Seanad debates

Friday, 16 October 2020

Commission of Investigation (Mother and Baby Homes and certain related Matters) Records, and another Matter, Bill 2020: Committee and Remaining Stages

 

10:30 am

Photo of Alice-Mary HigginsAlice-Mary Higgins (Independent) | Oireachtas source

I am disappointed. With great respect, the 2004 Act is not set in stone. We amend and change laws all the time. Of course, there is a concern if there are people whose rights are affected because we have changed a law. The Minister may speak of the rights of those who participated. However, there is sufficient measure already, even within Article 15 of the GDPR, to protect the rights of those who participated. Article 15 states: "The right to obtain a copy referred to in paragraph 3 [the right of providing a copy of personal data] shall not adversely affect the rights and freedoms of others." The latter means that there is already in place a measure which ensures that if there is a concern on the part of anybody who participated in the commission that his or her rights might be affected. I do not see how inhibiting Article 15, or seeming to do so - especially when the Minister described them as almost being more concerned - because, at present, the position is only constrained under section 39 of the 2004 Act, which was only inserted into it two years ago. The Act was changed two years ago in an explicit attempt to narrow the position and remove rights under Article 15 because the GDPR rights took precedence over the original constraints. The 2004 Act was amended in 2018 by means of section 198 of the Data Protection Act, whereby there was an explicit decision to have it stated that Article 15 would be constrained only "to the extent necessary and proportionate to safeguard the effective operation of commissions and the future cooperation of witnesses".

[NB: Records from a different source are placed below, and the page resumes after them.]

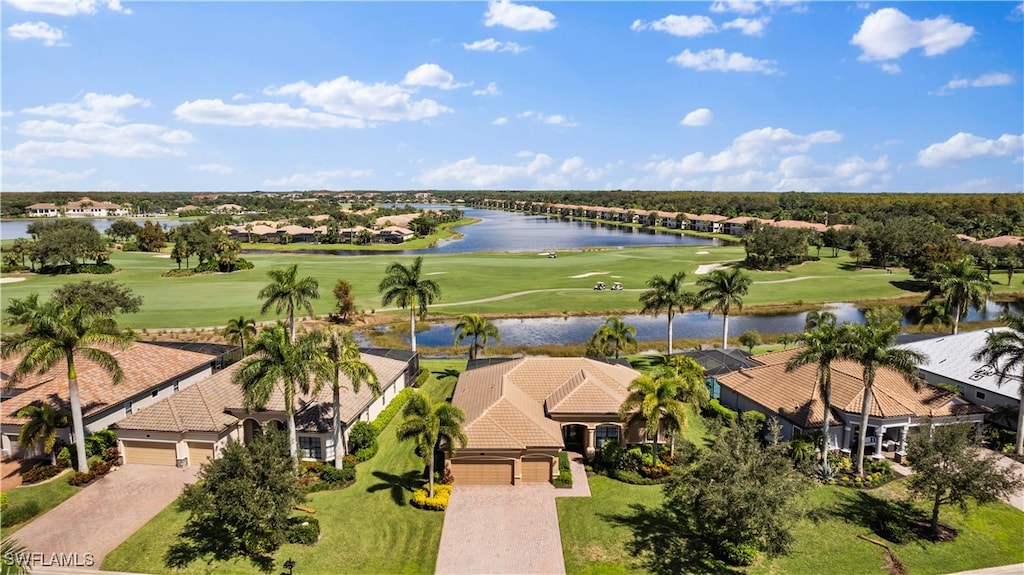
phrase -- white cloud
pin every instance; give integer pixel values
(718, 59)
(699, 117)
(983, 81)
(491, 90)
(358, 101)
(92, 107)
(431, 76)
(888, 34)
(215, 169)
(518, 16)
(749, 27)
(492, 45)
(36, 31)
(683, 26)
(964, 146)
(318, 179)
(68, 7)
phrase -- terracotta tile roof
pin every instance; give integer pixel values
(144, 366)
(505, 403)
(796, 395)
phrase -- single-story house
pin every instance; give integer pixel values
(521, 412)
(794, 399)
(194, 426)
(950, 362)
(152, 372)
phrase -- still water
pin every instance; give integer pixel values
(555, 330)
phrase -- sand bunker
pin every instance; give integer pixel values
(588, 274)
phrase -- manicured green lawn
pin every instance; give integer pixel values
(367, 528)
(484, 282)
(596, 532)
(46, 495)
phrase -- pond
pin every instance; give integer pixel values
(557, 330)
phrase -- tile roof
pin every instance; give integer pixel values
(144, 366)
(508, 404)
(796, 395)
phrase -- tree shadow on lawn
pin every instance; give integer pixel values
(398, 484)
(663, 542)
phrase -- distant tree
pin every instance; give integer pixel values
(239, 506)
(99, 298)
(949, 469)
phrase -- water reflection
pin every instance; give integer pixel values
(557, 330)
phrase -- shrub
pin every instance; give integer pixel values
(302, 530)
(41, 473)
(422, 500)
(20, 513)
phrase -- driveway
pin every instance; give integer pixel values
(104, 514)
(506, 529)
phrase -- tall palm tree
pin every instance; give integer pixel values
(653, 401)
(43, 424)
(821, 346)
(724, 289)
(472, 325)
(668, 295)
(239, 330)
(427, 425)
(286, 292)
(275, 361)
(962, 285)
(345, 360)
(404, 286)
(612, 335)
(872, 347)
(1004, 351)
(53, 333)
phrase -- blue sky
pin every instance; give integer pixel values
(835, 96)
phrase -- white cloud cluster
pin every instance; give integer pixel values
(888, 34)
(682, 26)
(68, 7)
(518, 16)
(36, 31)
(492, 45)
(717, 59)
(699, 117)
(984, 81)
(965, 146)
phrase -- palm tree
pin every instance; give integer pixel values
(668, 295)
(962, 284)
(472, 325)
(238, 330)
(613, 335)
(404, 286)
(1004, 351)
(821, 346)
(287, 292)
(723, 289)
(427, 425)
(872, 347)
(346, 360)
(55, 332)
(653, 401)
(276, 361)
(43, 424)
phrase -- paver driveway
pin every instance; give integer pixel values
(107, 513)
(506, 529)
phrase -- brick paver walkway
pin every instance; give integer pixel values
(107, 513)
(506, 529)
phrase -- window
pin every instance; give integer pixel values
(606, 433)
(309, 448)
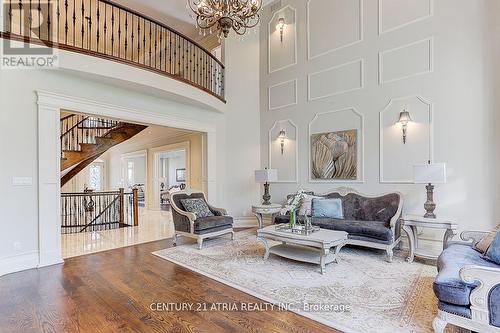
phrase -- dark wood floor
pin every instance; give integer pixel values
(112, 292)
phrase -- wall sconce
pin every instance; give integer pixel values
(281, 27)
(282, 137)
(404, 119)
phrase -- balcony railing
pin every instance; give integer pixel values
(107, 30)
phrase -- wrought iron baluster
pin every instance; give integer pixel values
(98, 34)
(126, 34)
(119, 31)
(112, 30)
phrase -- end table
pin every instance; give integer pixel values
(260, 210)
(410, 223)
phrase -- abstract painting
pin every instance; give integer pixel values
(334, 155)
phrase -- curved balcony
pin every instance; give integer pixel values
(104, 29)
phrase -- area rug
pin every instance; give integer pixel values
(361, 293)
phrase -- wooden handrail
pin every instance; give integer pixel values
(163, 25)
(74, 126)
(90, 211)
(105, 29)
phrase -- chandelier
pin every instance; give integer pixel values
(224, 15)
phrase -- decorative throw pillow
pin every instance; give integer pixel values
(493, 253)
(331, 208)
(197, 206)
(305, 208)
(483, 245)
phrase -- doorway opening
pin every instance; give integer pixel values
(116, 178)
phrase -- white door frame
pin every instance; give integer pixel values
(49, 151)
(186, 146)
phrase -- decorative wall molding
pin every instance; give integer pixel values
(332, 69)
(271, 140)
(430, 60)
(383, 179)
(310, 56)
(421, 18)
(269, 34)
(295, 92)
(361, 147)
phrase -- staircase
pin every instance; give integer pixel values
(85, 138)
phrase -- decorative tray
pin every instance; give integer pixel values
(297, 229)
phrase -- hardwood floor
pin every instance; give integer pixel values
(112, 292)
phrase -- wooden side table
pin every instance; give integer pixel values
(410, 223)
(260, 210)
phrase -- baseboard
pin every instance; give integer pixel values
(17, 263)
(49, 259)
(245, 222)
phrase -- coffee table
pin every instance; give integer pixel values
(315, 248)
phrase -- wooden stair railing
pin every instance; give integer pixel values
(94, 211)
(85, 138)
(105, 29)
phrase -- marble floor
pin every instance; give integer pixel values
(153, 226)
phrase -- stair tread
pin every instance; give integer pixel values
(90, 151)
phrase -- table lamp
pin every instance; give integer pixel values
(265, 176)
(429, 174)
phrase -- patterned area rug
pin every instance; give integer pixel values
(365, 293)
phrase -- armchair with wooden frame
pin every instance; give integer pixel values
(187, 224)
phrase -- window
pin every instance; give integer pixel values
(96, 176)
(130, 173)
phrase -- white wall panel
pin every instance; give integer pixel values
(282, 95)
(332, 25)
(406, 61)
(336, 80)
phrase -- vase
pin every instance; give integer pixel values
(293, 219)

Amendments Nos. 24 and 26 in the names of Senators Bacik and Ruane simply seek to clarify that Article 15 applies. However, it should be clearly stated on the record that it applies and that the exclusions the Minister has put in with regard to section 198 of the 2018 Act are not helpful and should be removed. If the Minister does not remove them, he will have a battle of interpretation because I guarantee that someone will say that the decision to withhold from someone information regarding where that person's child is buried is not necessary or proportionate in the context of the operation of future commissions. The Minister is opening himself up to a suite of litigation. Of course, there will be those who will not be able to litigate and they will simply suffer as a result of the impact of a poorly designed tool. If the Minister cannot accept either amendment Nos. 24 or amendment No. 26, he needs to know that the Senators asked him to clarify that issue in the context of both of those amendments. I regard refusing information to persons in respect of a deceased family member as already being illegal and out of line with Article 15 - even under the interpretation adopted by means of section 198 of the 2018 Act - but I would regard it as an unnecessary cruelty to fail to give people that clarity and to suggest, in the context of the records, that it somehow cannot be done.